Un entrepreneur a levé un million d’euros pour développer un QR code à destination des cimetières. Et s’est offert une jolie publicité à travers son passage dans un jeu télévisé où il doit, justement, convaincre des investisseurs. C’est une mission pour rabat-joie, ça.
Qui veut être son associé ?
Sur M6, l’émission « Qui veut être mon associé ? » propose un concept simple : un jeune entrepreneur vient présenter une idée à des investisseurs, et ceux-ci décident ou non d’investir de l’argent dans sa société. C’est un rhabillage original d’une vieille recette, les émissions d’inventeurs, avec un intérêt supplémentaire pour les téléspectateurs cible, c’est qu’ils pourront un jour glisser le produit dans leur chariot au supermarché. Ou non.
Et donc, ce second mercredi de janvier s’est présenté un « inventeur » venu proposer une solution pour les cimetières : un QR code. Le jeune homme, ingénieur de profession, a eu cette idée lors de l’enterrement de son grand-père.
L’idée est simple : un QR code est placé sur le monument, et lorsqu’un proche vient se recueillir sur la tombe, il lui suffit le le flasher (pardon pour l’anglicisme, mais c’est comme ça que l’on dit), et cela le mène sur un site internet où on trouve des photos, un film, un registre de condoléances…
Et c’est à ce moment là que, sous mon identité secrète de Super Rabat-joie, je dévoile ma botte secrète : le paragraphe précédent a été écrit sans que j’aie vu l’émission, ni avoir lu d’articles sur le sujet. Bon, j’ai été vérifier après l’avoir écrit, tout de même.
Parce que les QR codes dans les cimetières sont une idée tellement novatrice que je me rappelle avoir écrit mon premier article sur le sujet il y a 10 ans. A propos d’une société qui n’existe plus. Puis j’en ai écris d’autres, à propos d’une société qui n’existe plus non plus, et à propos de sociétés qui l’ont inscrit, puis retiré, de leur catalogue.
Ethnocentrisme funéraire
La présentation du projet a mis un certain malaise, et même provoqué des heurts, sur le plateau, nous apprend le replay. La majorité des jurés estimait que c’était une mauvaise idée, et seul un d’entre eux, par ailleurs créateur d’une société de produits de régime, a investi de l’argent, en conseillant à son poulain de voir plus grand en proposant une solution globale.
Et certainement que cet investisseur est très doué. Son entreprise de produits de régime est prospère, elle touche à une demande du public. Mais il ne comprend manifestement pas le funéraire.

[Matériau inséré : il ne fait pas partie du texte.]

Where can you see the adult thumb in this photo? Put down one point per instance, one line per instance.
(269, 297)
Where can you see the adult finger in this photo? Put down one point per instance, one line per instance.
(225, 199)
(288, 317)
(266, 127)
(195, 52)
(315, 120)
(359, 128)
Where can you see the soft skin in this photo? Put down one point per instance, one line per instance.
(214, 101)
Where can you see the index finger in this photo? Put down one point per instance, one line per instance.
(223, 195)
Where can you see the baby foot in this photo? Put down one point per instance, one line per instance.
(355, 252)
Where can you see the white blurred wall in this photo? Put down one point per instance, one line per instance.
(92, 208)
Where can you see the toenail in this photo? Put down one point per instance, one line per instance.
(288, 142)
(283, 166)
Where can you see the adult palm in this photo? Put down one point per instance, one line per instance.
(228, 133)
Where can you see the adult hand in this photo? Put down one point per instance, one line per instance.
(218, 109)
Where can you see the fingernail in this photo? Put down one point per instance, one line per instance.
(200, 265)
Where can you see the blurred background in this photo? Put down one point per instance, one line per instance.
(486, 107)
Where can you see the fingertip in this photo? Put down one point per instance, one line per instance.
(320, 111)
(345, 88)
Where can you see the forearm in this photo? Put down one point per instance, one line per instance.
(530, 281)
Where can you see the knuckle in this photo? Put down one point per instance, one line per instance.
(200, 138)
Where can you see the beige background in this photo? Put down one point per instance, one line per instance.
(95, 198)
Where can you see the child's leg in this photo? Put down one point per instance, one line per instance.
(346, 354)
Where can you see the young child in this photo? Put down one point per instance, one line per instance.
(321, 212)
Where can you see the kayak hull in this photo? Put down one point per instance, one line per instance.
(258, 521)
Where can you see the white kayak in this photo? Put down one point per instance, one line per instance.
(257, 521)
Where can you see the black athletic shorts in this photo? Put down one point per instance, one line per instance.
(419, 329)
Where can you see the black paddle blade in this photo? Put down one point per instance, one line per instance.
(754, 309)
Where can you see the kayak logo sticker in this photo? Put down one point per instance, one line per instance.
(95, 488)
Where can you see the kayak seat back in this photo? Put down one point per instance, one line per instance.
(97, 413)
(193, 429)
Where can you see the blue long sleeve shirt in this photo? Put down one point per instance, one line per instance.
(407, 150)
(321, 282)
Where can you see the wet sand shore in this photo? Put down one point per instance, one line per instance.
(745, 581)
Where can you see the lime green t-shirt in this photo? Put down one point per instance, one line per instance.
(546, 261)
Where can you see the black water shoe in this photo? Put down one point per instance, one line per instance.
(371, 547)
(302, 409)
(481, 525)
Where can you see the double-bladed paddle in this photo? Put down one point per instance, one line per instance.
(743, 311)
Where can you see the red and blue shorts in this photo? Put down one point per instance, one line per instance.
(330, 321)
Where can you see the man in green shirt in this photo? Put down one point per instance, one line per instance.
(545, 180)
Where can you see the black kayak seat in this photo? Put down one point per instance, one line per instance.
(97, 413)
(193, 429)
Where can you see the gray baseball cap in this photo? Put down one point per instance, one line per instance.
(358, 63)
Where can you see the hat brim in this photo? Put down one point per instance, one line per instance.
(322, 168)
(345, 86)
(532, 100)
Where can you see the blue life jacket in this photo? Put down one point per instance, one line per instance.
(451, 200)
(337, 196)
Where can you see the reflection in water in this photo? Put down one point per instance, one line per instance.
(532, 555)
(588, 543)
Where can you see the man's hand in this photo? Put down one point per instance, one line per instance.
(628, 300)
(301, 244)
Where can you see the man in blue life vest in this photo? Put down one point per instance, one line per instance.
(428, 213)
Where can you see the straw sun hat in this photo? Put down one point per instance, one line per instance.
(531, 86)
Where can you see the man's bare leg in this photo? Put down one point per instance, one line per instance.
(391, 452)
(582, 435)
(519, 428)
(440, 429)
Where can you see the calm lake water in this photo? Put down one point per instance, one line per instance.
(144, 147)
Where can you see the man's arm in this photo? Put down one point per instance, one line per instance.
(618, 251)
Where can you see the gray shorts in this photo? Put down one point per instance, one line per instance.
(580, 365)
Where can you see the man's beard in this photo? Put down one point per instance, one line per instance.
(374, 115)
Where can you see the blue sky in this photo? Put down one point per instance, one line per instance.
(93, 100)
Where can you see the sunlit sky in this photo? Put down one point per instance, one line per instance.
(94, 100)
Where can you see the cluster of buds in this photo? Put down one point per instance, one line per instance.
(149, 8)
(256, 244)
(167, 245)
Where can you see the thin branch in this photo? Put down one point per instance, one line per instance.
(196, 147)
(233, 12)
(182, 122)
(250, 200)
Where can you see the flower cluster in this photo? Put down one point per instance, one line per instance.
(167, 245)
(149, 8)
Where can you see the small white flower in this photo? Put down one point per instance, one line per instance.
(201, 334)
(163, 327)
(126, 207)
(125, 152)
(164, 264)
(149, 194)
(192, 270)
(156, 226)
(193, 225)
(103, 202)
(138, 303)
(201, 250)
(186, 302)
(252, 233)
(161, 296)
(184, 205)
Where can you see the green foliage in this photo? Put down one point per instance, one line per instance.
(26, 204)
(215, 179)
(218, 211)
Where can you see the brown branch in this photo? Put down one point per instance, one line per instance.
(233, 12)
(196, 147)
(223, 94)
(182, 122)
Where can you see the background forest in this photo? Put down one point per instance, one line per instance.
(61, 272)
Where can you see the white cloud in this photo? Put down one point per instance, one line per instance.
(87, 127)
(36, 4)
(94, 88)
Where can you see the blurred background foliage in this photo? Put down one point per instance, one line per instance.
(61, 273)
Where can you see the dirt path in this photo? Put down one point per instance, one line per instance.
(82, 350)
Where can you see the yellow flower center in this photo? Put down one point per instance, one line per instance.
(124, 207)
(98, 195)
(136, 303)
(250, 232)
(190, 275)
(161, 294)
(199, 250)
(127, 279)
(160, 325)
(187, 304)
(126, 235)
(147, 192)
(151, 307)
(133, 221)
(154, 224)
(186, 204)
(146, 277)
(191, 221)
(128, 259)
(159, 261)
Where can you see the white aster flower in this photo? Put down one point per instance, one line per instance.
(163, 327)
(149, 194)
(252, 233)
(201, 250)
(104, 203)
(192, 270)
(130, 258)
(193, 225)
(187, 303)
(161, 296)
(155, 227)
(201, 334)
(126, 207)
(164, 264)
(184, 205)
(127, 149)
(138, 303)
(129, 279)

La mort est particulière. Lorsqu’on va aux pompes funèbres préparer la séparation définitive d’avec une personne qu’on a aimé, on n’y va pas dans le même état d’esprit que lorsqu’on va remplir son réfrigérateur au supermarché. C’est un moment de conservatisme, où l’on se rabat sur des habitudes et des coutumes anciennes, celle du défunt. Ça rassure, c’est humain : une sorte de cocon mental, une forme sinistre de la madeleine de Proust.
Et oui, les choses peuvent évoluer. Mais dans le funéraire, rien n’évolue jamais avec fracas à grands renforts de publicités. Tout est très lent, au rythme de la société et des obsèques des classes d’âge. Quand les jeunes d’aujourd’hui mourront, dans longtemps, on l’espère, peut-être que l’on aura des plaques tombales en forme de manettes de jeu vidéo. Mais on aura des tombes pour les poser.
Dès lors, le QR code dans le cimetière ne s’imposera jamais. Ceux qui veulent évoquer le souvenir d’un défunt n’en ont pas besoin : ils ont les albums photos, les vidéos de famille, et leurs souvenirs. Ceux qui s’en fichent ne seront pas convaincus pour autant de venir dans le cimetière flasher un QR code. Sans compter que, laids, ces derniers ont déjà été interdits dans plusieurs cimetières. Ça aussi, ça va être compliqué.
En un mot : comme disaient Chevalier et Laspalès, les QR codes au cimetière, « il y en a qui ont essayé, ils ont eu des problèmes ». Mais bon : si ce jeune entrepreneur et son « business angel » pensent qu’ils vont y arriver là ou d’autres (dont ils n’ont même pas entendu parler, ça commence bien) ont échoué, « c’est vous qui voyez ».